Cratoxylumxanthone C arrested G0/G1 phase in A549 cells. A549 cells were treated with different concentrations (7.5, 15, and 30 μM) of cratoxylumxanthone C for 48 h. Then the cells were stained with propidium iodide (PI), and the cell cycle distribution was analyzed using flow cytometry. (A) Flow cytometric analysis of A549 cells after treated with different concentrations of cratoxylumxanthone C. (B) Histogram of cell cycle phases distribution.

Cratoxylumxanthone C regulated STAT3 signaling pathway and apoptosis-related proteins. (A) Western blotting analysis was conducted to evaluate the effects of cratoxylumxanthone C on the expression of STAT3, p-STAT3, Mcl-1, cyclin D1, Bcl-2, caspase-3, and caspase-9. (B) Histogram of the protein relative expression level compared with control group. The results are expressed as means ± SD. *p < 0.05, **p < 0.01 and ***p < 0.001 versus control group.

Cratoxylumxanthone C inhibited migration in A549 cells and regulated FAK/MMP2 signaling pathway. (A) A549 cells were photographed at 0 and 48 h. (B) Data of migration rates (%) were shown in the histogram. (C) Western blotting analysis was used to evaluate the effects of cratoxylumxanthone C on the expression of FAK, p-FAK, MMP2. (D) Histogram of the protein relative expression level compared with control group. The results are expressed as means ± SD. *p < 0.05 and ***p < 0.001 versus the control group.

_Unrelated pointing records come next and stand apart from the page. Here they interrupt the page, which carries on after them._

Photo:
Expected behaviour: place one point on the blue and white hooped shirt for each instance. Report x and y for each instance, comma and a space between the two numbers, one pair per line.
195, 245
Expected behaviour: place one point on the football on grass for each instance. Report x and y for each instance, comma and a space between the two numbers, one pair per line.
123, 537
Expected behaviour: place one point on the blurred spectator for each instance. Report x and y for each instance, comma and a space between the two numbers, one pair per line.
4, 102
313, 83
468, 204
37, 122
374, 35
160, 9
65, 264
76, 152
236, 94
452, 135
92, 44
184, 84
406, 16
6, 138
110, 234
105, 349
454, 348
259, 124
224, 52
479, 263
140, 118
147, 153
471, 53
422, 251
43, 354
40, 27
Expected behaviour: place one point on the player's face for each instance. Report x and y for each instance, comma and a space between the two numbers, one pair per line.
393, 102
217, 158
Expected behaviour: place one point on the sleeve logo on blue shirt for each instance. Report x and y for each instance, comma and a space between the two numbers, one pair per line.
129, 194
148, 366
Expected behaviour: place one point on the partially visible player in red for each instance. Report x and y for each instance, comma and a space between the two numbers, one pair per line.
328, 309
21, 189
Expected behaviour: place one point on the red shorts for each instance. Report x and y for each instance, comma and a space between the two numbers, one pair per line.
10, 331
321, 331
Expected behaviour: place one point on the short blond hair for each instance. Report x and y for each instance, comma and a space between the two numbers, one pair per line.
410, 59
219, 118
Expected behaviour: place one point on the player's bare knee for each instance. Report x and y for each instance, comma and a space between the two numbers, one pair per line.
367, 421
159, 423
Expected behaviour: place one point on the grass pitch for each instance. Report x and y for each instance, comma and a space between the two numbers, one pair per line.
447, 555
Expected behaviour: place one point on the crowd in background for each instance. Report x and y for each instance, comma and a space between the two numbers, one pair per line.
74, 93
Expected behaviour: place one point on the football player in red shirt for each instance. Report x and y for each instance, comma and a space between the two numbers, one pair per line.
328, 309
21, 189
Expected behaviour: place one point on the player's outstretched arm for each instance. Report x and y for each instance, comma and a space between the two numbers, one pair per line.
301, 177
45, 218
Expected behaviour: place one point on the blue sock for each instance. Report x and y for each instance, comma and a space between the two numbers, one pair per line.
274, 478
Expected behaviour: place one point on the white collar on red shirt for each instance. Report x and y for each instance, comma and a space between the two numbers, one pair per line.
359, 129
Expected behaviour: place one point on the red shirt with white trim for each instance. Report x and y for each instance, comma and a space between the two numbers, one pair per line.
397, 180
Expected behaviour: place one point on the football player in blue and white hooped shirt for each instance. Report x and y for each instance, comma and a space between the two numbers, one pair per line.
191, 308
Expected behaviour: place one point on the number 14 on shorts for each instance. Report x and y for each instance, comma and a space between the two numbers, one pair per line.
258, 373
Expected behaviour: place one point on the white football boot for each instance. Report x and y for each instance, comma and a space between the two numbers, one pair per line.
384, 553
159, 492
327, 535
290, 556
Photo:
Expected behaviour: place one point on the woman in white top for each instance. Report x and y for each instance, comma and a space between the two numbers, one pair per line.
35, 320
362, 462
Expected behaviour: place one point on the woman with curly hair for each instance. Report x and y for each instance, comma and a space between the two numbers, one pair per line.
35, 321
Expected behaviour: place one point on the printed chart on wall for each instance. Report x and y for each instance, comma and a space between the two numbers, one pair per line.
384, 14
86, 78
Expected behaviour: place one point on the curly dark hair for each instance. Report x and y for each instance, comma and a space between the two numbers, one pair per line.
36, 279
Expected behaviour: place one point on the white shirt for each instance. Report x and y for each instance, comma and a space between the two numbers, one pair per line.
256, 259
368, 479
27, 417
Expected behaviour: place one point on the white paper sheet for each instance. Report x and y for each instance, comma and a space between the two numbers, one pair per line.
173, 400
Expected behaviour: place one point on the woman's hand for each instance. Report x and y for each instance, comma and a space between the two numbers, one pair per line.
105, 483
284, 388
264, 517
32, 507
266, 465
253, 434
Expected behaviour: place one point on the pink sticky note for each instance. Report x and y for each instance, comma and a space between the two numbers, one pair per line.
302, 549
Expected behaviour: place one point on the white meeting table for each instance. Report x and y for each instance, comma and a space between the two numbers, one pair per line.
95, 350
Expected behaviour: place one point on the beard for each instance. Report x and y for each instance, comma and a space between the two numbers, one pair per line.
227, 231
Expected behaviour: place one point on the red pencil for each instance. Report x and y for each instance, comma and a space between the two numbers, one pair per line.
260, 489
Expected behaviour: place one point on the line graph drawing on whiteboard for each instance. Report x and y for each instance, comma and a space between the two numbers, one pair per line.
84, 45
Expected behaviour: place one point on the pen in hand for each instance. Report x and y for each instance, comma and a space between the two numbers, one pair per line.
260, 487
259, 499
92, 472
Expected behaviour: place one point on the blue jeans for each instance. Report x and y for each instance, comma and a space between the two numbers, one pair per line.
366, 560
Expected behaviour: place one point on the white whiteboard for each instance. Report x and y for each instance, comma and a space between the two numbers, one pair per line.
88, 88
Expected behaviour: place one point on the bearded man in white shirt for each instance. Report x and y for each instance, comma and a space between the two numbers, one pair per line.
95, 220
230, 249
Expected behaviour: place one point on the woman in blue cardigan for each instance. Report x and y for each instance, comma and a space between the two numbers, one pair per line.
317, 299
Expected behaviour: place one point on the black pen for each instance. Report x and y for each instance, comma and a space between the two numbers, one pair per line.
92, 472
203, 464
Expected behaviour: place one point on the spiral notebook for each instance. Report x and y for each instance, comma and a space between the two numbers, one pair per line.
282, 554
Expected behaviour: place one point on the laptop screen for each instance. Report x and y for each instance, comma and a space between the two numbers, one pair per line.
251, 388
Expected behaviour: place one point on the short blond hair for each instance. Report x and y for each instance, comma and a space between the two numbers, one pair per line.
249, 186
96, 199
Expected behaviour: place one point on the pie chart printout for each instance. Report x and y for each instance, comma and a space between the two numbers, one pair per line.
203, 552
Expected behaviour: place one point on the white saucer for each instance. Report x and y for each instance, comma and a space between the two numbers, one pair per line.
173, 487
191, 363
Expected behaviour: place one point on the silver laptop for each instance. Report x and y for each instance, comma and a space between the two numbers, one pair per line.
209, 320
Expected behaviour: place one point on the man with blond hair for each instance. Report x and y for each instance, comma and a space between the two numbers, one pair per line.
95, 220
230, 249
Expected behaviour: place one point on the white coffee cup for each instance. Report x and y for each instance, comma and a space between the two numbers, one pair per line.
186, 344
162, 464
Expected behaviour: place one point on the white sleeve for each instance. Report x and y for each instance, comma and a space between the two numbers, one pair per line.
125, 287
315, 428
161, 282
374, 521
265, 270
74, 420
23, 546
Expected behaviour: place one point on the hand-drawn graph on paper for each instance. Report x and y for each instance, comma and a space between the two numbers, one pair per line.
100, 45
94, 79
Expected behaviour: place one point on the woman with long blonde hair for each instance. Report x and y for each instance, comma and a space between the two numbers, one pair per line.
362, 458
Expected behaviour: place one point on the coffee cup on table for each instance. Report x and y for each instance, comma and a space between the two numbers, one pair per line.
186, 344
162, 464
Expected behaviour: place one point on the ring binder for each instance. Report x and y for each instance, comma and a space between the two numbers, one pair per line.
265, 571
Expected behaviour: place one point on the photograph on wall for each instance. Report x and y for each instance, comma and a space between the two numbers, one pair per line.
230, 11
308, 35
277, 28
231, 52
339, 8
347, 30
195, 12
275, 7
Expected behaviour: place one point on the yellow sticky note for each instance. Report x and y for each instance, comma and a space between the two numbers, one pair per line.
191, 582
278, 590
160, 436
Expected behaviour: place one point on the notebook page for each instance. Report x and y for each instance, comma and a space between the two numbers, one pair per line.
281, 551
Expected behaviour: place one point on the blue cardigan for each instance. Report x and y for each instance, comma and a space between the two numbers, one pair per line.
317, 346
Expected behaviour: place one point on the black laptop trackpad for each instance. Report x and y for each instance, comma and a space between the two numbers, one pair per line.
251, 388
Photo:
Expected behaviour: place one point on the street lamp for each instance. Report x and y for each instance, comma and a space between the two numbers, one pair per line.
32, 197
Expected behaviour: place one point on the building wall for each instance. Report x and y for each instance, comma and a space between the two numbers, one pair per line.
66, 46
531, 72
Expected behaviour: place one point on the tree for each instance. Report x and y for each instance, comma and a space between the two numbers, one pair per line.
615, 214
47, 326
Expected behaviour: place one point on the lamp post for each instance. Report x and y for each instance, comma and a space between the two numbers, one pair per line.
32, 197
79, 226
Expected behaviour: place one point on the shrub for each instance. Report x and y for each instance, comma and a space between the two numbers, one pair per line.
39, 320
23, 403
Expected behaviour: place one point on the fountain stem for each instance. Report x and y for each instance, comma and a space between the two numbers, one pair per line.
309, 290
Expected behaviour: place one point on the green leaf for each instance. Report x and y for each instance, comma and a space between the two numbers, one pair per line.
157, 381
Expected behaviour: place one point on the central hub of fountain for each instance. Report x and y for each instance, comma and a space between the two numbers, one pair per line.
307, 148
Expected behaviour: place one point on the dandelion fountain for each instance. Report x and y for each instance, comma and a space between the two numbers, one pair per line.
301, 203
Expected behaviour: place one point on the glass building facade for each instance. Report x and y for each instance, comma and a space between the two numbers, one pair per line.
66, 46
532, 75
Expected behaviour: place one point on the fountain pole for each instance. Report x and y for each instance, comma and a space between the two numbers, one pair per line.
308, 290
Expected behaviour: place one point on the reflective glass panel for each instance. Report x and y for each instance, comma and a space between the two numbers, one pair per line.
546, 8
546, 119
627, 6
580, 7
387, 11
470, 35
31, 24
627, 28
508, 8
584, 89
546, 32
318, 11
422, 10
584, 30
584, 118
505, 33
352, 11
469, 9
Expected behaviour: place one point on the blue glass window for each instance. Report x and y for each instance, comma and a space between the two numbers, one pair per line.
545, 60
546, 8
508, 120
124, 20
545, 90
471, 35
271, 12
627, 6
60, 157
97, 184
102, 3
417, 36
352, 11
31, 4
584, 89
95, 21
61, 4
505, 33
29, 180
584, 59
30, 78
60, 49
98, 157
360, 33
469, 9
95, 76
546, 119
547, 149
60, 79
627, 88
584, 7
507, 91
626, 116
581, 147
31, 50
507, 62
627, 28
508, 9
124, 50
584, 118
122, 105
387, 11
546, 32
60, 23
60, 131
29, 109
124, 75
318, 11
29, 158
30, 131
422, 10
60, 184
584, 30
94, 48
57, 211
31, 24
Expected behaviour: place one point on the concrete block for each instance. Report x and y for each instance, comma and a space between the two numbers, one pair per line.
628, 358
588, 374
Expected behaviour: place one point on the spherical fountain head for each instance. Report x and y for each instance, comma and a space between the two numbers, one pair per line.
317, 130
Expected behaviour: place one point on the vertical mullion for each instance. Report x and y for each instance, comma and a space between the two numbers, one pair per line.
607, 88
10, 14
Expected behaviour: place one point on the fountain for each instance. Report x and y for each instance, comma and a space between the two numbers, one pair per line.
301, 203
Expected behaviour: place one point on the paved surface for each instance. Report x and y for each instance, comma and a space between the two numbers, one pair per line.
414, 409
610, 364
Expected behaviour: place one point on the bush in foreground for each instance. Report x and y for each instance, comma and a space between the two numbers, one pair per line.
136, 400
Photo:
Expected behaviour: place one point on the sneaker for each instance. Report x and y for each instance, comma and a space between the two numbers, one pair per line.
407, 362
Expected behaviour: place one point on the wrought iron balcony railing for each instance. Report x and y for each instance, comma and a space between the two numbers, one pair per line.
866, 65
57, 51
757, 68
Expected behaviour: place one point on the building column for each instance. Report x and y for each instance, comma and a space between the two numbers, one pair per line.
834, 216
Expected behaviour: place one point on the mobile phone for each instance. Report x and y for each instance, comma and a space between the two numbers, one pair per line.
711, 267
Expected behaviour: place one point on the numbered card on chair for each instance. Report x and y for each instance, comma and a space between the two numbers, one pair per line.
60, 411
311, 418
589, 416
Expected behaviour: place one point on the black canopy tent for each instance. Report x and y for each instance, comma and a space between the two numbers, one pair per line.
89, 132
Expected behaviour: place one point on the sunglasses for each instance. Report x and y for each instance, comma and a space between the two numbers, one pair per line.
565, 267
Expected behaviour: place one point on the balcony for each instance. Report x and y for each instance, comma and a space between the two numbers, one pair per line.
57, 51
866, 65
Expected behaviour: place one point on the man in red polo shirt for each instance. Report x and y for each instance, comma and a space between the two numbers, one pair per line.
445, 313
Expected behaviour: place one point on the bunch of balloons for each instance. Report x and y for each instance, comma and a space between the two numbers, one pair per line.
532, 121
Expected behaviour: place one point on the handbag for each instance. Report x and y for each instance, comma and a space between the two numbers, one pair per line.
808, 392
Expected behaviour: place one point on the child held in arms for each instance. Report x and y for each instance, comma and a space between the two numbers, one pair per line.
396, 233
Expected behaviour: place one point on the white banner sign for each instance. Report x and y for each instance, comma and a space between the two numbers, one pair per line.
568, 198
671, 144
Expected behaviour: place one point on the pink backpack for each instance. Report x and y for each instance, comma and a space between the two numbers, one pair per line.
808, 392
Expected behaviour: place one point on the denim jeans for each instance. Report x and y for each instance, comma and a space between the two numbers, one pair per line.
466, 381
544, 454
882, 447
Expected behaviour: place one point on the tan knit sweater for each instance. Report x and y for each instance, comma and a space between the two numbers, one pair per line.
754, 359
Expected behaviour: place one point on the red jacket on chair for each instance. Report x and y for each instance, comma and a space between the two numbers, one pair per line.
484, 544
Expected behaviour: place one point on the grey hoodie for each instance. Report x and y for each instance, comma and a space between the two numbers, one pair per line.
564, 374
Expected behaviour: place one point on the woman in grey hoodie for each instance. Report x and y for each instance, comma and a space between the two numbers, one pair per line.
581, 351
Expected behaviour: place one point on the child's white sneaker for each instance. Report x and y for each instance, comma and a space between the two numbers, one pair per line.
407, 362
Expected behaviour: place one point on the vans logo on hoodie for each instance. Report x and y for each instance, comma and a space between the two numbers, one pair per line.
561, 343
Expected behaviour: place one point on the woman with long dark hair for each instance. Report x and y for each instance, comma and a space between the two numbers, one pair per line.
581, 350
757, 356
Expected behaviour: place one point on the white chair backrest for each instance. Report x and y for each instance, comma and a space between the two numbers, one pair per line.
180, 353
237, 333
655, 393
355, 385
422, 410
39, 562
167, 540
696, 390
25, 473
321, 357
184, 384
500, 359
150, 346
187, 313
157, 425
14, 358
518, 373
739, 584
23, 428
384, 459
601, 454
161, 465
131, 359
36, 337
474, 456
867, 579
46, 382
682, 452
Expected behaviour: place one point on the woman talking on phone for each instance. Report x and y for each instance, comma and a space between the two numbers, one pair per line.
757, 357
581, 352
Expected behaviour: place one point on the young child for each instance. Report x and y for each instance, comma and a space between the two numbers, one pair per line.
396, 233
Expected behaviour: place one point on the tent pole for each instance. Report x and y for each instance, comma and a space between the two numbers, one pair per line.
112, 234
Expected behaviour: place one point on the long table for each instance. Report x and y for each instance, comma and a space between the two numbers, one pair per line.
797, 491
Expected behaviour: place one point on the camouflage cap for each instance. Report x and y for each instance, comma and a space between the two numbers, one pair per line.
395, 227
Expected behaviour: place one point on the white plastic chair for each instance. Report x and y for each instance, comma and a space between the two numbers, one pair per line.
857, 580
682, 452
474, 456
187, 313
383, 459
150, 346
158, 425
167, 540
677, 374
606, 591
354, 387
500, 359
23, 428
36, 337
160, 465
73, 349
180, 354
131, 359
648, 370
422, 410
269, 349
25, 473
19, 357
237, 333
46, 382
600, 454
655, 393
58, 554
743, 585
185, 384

Cratoxylumxanthone C inhibited proliferation and migration of A549 cells in zebrafish xenografts. CM-DiI stained A549 cells were microinjected into 2 dpf zebrafish embryos. After 4 h, tumor-bearing embryos were treated with cratoxylumxanthone C (2.5, 5, and 10 μM) and the positive control, etoposide (10 μM) for 48 h (n = 15/group). (A) Intensity and distribution of the red fluorescence were imaged under a confocal microscope of disseminated foci in zebrafish. (B) The proliferation was quantified by ImageJ software. (C) The metastasis of A549 cells were quantified using ImageJ software. All results are expressed as the mean ± SD. **p < 0.01 and ***p < 0.001 versus the control group.

The embryos from transgenic zebrafish Tg(fli1: EGFP) were treated with cratoxylumxanthone C (5, 10, and 20 μM) and the positive control, sunitinib malate (2 μM) for 48 h. (A) The development of intersegmental vessels (ISVs) was observed under a confocal microscope. (B) The average length of ISVs of zebrafish after treating with cratoxylumxanthone C (5, 10, and 20 μM) and sunitinib malate (n = 15/group). All results are expressed as the mean ± SD. **p < 0.01 and ***p < 0.001 versus the control group.